The following are tips to help make moving your business telephone system as easy as possible for your business.
- Call your phone and Internet providers and check availability of services. Sometimes you may not be able to duplicate services (such as DSL) in a new location. Ask for lead times for installation. This usually will range from 2 to 12 weeks depending on the services you require. Make sure service orders get placed with enough lead time to allow for possible delays due to facilities problems. Document all service order numbers and contacts.
- Call your telephone system vendor to get a quote and make arrangements to move your telephone and voice mail system. They typically need two to three weeks advanced notice to schedule.
- Be sure the wiring you have installed at your new location is of the proper type and uses the proper connectors for phone (and for data if you are having this installed at the same time). Have your phone vendor verify that the telephone jacks are appropriate for the phones. Test all connections before moving your entire office to the new location.

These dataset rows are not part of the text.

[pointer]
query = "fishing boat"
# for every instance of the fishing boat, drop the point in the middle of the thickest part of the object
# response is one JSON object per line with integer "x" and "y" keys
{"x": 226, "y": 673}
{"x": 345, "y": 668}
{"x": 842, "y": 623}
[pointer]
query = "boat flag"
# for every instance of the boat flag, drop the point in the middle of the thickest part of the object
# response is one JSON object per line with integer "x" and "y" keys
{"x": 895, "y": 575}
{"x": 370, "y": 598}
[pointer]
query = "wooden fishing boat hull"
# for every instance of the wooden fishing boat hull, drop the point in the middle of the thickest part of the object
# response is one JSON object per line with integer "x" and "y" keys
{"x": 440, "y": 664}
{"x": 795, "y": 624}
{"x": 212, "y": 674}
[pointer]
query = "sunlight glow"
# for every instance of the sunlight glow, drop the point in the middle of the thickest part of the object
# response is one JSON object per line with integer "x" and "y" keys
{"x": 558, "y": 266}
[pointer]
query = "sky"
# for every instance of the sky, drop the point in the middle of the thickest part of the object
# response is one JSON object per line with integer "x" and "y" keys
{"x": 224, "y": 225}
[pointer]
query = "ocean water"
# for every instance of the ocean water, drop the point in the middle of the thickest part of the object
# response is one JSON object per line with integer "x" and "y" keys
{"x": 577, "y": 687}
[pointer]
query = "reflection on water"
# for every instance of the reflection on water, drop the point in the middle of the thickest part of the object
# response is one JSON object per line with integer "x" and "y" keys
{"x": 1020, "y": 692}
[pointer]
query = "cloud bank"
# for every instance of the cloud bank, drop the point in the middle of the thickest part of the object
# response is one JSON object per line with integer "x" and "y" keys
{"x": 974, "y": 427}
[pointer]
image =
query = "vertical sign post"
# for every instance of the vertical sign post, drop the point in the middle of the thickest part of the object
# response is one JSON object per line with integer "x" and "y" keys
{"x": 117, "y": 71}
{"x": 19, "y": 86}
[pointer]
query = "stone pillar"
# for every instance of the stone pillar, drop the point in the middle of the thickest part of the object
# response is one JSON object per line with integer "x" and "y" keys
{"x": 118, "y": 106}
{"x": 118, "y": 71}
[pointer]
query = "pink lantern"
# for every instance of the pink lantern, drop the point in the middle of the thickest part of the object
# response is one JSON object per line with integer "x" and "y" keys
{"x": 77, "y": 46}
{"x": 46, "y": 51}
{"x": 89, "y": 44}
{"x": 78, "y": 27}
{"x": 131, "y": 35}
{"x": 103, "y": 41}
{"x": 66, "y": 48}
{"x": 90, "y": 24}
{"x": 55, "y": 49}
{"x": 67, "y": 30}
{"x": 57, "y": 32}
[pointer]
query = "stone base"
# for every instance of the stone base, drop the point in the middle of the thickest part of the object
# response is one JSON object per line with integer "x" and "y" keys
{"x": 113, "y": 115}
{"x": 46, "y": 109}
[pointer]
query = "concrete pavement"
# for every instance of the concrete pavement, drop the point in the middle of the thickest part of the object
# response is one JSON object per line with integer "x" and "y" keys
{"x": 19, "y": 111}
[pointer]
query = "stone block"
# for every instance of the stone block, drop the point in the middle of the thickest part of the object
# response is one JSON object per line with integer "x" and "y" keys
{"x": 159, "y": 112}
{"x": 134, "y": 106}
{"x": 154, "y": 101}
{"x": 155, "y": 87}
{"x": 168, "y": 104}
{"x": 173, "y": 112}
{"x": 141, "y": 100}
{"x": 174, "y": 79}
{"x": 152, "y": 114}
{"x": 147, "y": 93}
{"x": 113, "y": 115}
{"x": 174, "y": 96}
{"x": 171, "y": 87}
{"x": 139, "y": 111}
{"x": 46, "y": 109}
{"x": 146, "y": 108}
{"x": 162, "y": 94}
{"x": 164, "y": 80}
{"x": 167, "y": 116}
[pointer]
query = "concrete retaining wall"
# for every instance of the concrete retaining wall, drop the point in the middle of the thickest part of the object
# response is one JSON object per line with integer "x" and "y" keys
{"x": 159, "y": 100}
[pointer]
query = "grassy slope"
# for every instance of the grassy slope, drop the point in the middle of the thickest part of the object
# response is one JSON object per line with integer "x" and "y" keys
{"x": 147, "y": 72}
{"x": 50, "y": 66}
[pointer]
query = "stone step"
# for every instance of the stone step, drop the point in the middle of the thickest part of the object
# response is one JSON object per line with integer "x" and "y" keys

- There are several options when it comes to message delivery. Beyond standard voice-mail, there is unified messaging, a feature that allows e-mail, voice mail and fax mail to be delivered to a single “mailbox” on each individual computer. Choosing which feature is best for your business depends on your company’s size and structure. It’s vital to make sure your customers can leave a message that will be returned promptly. Create a floor plan. Label it with the location of all telephones, fax machines, networked computers, printers, scanners, network copiers, time clocks, and any other network appliances. Pick a climate controlled and secure location for your servers and for the control unit of your telephone system. Label all staff locations so your vendor can place phones in the correct place.

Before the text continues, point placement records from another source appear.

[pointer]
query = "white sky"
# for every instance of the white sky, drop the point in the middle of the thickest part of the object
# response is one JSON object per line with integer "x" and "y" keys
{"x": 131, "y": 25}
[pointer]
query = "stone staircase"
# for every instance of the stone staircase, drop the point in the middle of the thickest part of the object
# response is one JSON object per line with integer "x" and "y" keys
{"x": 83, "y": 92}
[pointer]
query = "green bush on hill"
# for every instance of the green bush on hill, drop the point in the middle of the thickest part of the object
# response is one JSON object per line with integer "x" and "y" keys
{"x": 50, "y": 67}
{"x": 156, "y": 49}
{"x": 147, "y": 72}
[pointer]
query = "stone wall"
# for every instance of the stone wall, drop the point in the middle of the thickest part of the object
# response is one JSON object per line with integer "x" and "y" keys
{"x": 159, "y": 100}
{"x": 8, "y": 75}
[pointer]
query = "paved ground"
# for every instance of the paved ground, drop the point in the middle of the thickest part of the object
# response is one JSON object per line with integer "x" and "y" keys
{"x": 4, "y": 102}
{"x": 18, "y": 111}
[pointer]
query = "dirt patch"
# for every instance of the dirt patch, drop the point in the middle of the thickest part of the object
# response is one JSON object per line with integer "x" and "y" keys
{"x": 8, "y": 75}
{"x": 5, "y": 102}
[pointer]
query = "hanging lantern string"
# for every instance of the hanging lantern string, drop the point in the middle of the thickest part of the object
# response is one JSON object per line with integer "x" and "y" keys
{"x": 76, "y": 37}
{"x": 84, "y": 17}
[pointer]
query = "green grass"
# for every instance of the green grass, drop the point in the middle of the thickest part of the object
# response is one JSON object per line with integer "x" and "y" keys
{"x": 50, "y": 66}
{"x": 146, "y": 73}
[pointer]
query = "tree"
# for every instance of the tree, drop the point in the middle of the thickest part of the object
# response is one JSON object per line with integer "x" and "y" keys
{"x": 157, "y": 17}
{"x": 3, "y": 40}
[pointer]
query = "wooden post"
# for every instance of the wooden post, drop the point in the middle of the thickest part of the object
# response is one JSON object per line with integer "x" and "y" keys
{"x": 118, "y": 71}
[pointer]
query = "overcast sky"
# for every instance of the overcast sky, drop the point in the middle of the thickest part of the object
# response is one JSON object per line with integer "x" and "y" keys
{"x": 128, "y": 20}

- Contact your IT vendor – You will need to move your data network, and this may involve changing public IP addresses. Your IT vendor should look at cabling to make sure there are provisions for all your IT gear. If you have a VoIP phone system, then you’ll need the LAN in place before you can activate the phones.
- Determine how you’d like to handle telephone calls, faxes and e-mail during the move. If your move is local, you may be able to get dual service for a week. If the move is not local, you can set up forwarding on your main number and send calls to a voice mailbox or cell phone.

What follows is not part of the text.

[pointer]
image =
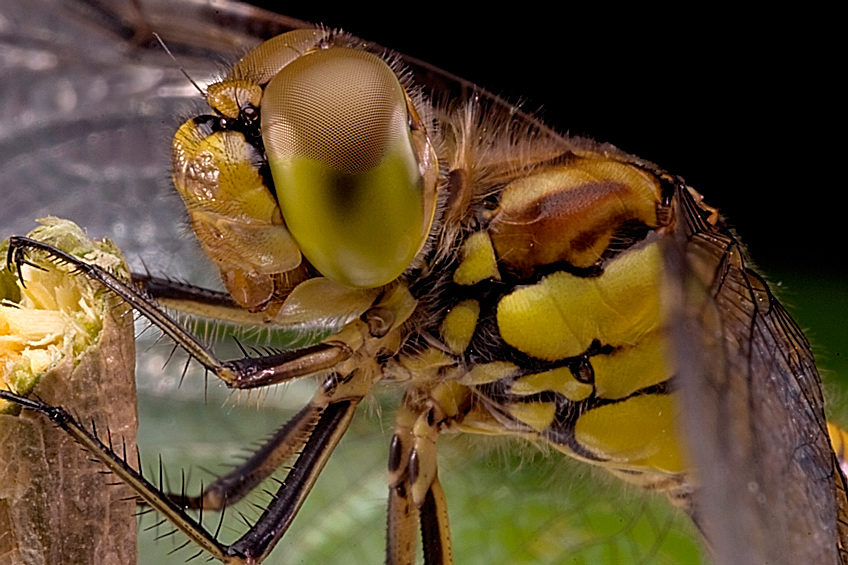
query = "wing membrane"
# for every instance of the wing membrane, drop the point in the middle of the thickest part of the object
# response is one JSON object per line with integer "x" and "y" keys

- If the move requires a telephone number change, decide how you want to handle the old numbers. Most phone companies will provide a reference of calls for one year. Contact your phone service provider to make sure that this is provided for all published numbers. Make sure your telephone number is correct on your Web site and any on-line listings. To avoid last-minute problems on the day of the move, make sure the telephone lines at the new location are working properly before you move your phone system. Most companies tend to not notify their telephone vendor and carrier until the last minute. This can cause major problems especially if you have a T/1/PRI or data circuit that needs to be moved. These circuits can take weeks to relocate and redesign, so you must notify your vendors early on in the relocation process to ensure a hassle-free move. Verify and check individual telephone numbers and their locations, especially for each fax, modem, and any other special devices you have on your system.
- Be sure the wiring you have installed at your new location is of the proper type and uses the proper connectors for phone. The same holds true for data if you are having this installed at the same time. Have your phone vendor verify that the telephone jacks are appropriate for the phones. Test all connections before moving your entire office to the new location.
Moving a business is a difficult chore, but if you plan ahead, organize, and get your vendors on board, the disruption can be minimized.